The percentage of patients receiving a blood patch in the month following an LP was 7.844% in cohort 1 (thrombocytopenic) compared with 1.421% in cohort 2. The odds ratio of 5.906 was statistically significant at the 0.05 level (95% CI: 4.213-8.279).
The percentage of patients who experienced paralysis in the month after LP was also similar in both cohorts, with 63 of 2,751 (2.29%) patients in the thrombocytopenic cohort and 74 of 2,697 (2.744%) patients in the non-thrombocytopenic cohort experiencing paralysis. The odds ratio of the cohorts experiencing the outcome was 0.831 (95% CI: 0.591-1.167) which was insignificant at 0.05.
The percentage of patients who experienced spinal decompression in the month following an LP was 0.346% in both cohorts. The odds ratio of the cohorts for this outcome was one (95% CI: 0.415, 2.405) was insignificant at 0.05.
Discussion
Most of the current literature relating platelet counts and the risk of complication following an LP focus on specific subpopulations of patients, such as adult and pediatric leukemia patients [9], patients with coagulopathies [2], and patients on long-term anticoagulants [10]. These studies and case reports helped set the standard platelet thresholds for all patients prior to an LP.

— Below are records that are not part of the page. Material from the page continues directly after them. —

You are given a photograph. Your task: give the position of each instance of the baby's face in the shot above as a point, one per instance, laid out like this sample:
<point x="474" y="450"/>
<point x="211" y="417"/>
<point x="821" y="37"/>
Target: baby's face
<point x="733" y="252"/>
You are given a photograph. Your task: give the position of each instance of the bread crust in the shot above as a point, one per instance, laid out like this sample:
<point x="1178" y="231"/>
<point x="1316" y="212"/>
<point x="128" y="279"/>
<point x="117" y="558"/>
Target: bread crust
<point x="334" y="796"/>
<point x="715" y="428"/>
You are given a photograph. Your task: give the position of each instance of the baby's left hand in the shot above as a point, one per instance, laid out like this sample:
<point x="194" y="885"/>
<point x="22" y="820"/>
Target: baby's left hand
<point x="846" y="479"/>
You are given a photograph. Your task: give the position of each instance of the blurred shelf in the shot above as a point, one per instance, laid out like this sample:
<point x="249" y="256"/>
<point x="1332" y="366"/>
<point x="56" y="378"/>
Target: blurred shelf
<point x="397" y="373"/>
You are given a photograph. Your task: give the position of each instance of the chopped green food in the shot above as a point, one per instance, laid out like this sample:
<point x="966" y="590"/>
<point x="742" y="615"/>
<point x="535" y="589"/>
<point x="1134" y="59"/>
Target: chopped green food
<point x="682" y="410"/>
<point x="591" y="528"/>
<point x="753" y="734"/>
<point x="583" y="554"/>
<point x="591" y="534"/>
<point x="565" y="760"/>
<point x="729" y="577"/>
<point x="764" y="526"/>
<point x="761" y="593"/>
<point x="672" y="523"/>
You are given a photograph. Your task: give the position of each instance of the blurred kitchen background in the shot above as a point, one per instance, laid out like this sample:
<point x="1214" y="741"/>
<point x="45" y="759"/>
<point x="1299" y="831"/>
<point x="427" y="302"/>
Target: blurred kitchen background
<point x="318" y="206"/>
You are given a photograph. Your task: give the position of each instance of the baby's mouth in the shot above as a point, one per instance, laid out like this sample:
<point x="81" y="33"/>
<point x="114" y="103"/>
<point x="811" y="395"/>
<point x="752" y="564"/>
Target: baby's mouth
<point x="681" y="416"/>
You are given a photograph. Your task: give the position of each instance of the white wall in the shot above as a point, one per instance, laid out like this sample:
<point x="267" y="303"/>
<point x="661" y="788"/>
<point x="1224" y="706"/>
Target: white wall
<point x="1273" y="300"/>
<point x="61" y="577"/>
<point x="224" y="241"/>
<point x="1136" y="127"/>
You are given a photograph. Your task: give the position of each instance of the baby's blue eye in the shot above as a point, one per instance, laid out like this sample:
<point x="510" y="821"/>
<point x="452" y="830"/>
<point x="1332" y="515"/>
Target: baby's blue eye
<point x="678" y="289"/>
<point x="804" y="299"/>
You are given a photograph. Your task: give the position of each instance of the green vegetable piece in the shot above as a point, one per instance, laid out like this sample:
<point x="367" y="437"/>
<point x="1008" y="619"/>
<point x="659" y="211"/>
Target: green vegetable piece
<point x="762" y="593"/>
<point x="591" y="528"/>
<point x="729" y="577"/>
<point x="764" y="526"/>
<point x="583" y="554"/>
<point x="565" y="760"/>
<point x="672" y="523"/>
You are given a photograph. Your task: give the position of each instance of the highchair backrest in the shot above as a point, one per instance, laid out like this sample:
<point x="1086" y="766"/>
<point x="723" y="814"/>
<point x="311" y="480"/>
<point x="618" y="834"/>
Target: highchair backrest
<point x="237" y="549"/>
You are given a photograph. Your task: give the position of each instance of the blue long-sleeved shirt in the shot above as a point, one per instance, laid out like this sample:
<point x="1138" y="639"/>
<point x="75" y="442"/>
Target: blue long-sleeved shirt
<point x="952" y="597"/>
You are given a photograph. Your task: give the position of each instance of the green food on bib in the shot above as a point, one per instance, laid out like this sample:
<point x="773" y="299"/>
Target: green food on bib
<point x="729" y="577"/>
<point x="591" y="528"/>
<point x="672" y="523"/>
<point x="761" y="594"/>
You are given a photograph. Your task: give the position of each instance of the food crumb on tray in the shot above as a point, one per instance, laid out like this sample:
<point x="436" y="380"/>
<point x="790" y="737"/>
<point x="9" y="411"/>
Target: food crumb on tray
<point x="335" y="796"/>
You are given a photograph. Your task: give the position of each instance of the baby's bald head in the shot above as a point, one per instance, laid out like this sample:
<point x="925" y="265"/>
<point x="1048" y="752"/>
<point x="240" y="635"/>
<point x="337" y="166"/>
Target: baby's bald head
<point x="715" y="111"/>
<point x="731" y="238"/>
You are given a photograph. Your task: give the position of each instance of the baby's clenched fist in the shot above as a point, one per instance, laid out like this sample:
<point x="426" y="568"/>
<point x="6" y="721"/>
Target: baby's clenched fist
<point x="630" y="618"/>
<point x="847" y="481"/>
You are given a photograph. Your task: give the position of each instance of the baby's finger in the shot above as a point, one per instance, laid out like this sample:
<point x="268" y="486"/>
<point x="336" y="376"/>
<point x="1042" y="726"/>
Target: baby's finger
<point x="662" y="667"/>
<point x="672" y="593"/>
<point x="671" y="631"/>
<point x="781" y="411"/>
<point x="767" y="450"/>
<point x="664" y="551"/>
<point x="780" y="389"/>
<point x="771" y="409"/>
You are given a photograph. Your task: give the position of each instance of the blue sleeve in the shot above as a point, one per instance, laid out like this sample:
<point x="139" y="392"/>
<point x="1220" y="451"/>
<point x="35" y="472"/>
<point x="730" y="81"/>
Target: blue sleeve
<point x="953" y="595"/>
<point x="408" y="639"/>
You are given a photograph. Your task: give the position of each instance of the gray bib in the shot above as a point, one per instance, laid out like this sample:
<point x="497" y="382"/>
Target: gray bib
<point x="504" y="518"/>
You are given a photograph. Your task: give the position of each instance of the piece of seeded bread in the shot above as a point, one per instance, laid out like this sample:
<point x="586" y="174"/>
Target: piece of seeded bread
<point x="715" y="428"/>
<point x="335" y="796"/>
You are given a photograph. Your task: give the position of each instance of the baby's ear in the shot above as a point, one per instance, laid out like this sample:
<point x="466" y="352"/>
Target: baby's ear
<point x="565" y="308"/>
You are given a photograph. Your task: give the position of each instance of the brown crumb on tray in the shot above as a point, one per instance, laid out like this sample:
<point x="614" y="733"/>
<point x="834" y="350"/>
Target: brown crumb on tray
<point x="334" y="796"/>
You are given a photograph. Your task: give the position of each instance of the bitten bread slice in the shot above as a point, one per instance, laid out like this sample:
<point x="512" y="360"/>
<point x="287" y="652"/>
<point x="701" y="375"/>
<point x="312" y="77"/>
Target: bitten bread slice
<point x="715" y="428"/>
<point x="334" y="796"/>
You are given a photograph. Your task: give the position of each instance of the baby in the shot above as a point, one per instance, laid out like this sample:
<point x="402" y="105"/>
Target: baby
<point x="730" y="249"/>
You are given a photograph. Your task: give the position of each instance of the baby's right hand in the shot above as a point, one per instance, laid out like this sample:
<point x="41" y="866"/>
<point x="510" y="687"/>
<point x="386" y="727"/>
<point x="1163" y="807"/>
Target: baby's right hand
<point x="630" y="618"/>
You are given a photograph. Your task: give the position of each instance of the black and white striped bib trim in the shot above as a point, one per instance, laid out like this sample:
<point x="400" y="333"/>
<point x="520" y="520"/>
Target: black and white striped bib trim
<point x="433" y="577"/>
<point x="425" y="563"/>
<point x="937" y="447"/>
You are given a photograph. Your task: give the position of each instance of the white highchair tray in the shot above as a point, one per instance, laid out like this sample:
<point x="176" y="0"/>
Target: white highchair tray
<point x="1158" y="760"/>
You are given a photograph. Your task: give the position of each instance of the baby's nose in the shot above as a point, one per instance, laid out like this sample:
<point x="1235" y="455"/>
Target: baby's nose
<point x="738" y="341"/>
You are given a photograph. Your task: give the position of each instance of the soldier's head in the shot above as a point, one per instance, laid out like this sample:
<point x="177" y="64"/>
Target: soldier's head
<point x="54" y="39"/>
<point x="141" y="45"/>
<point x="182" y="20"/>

If a patient does not meet the platelet threshold required for an LP, they may receive a platelet transfusion. However, platelet transfusions are associated with a degree of morbidity and mortality, the most common adverse effects being febrile (1/14) and hypersensitivity reactions (1/50) [7]. Therefore, evaluating the necessity and utility of meeting platelet parameters before performing LPs is pertinent.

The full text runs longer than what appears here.